L’unico elemento che vorrei quindi aggiungere è che in realtà occorre liberarsi dalla schiavitù dell’empirismo, essendo invece al contrario l’empirico una categoria ineliminabile dell’esistenza. E’ necessario pensare all’impossibile, all’improbabile, al non provato, al non datato, al non classificato, poiché lì è la natura non ancora inclusa nel processo di civilizzazione. E invadere i campi nuovi della conoscenza con una scienza totale che, invalsa dalla distinzione tra eguaglianza irreversibile e eguaglianza, sappia liberarsi dal gioco della relativizzazione assoluta, e distinguere relativi e assoluti, senza perdere, come invece è già avvenuto, l’idea che possano esistere delle identità totali, delle uguaglianze veramente assolute, degli elementi che costituiscano non più prova, ma ontologia.
[1] Così Platone nel Fedone.
[2] ibidem
[3] Allo stesso modo si può parlare di diseguaglianza irreversibile.

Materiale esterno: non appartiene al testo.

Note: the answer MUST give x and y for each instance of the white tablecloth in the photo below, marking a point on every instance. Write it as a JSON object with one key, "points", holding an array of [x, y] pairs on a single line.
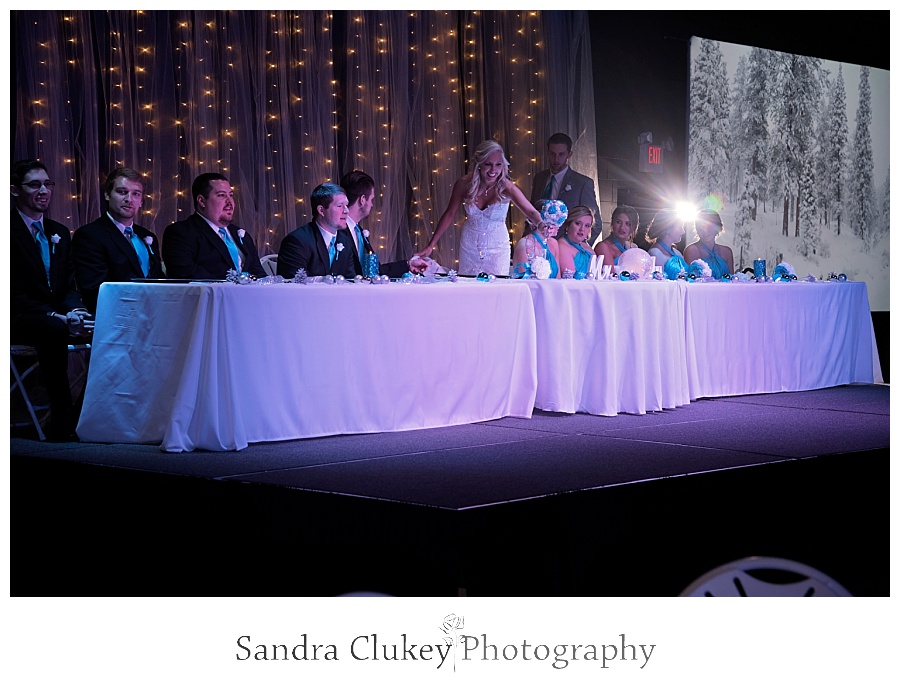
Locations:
{"points": [[217, 366], [778, 337], [610, 347]]}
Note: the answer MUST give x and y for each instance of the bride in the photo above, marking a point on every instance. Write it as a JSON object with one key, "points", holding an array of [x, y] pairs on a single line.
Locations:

[4] E pure vero che la statistica cerca di analizzare “L’uniforme nel difforme” e tuttavia anche questa tentativo di creare un macro-empirismo vedremo è asimmetrico e indeterminato, poiché ciò che tra origine dal particolare non possiede la forza dell’assoluto incondizionato, che è tipico della ontologia e della metafisica, ma solo quella dell’assoluto relativo, che è ancora empirismo, costrizione del pensiero, impossibilità d’astrazione.
[5] Con questi esempi voglio appunto significare il concetto di eguaglianza irreversibile. E’ vero che il ricco possiede anche denari, tuttavia non è vero che chi possiede denari è di per ciò stesso ricco, e lo stesso ragionamento vale anche per gli altri esempi. Ciò perché il particolare grava su se stesso e non si trasforma in pensiero creativo, relazionale,di comprensione, non ascende cioè alla scienza.
[6] E’ necessario considerare che il libertarismo costituisce l’egemonia della globalizzazione.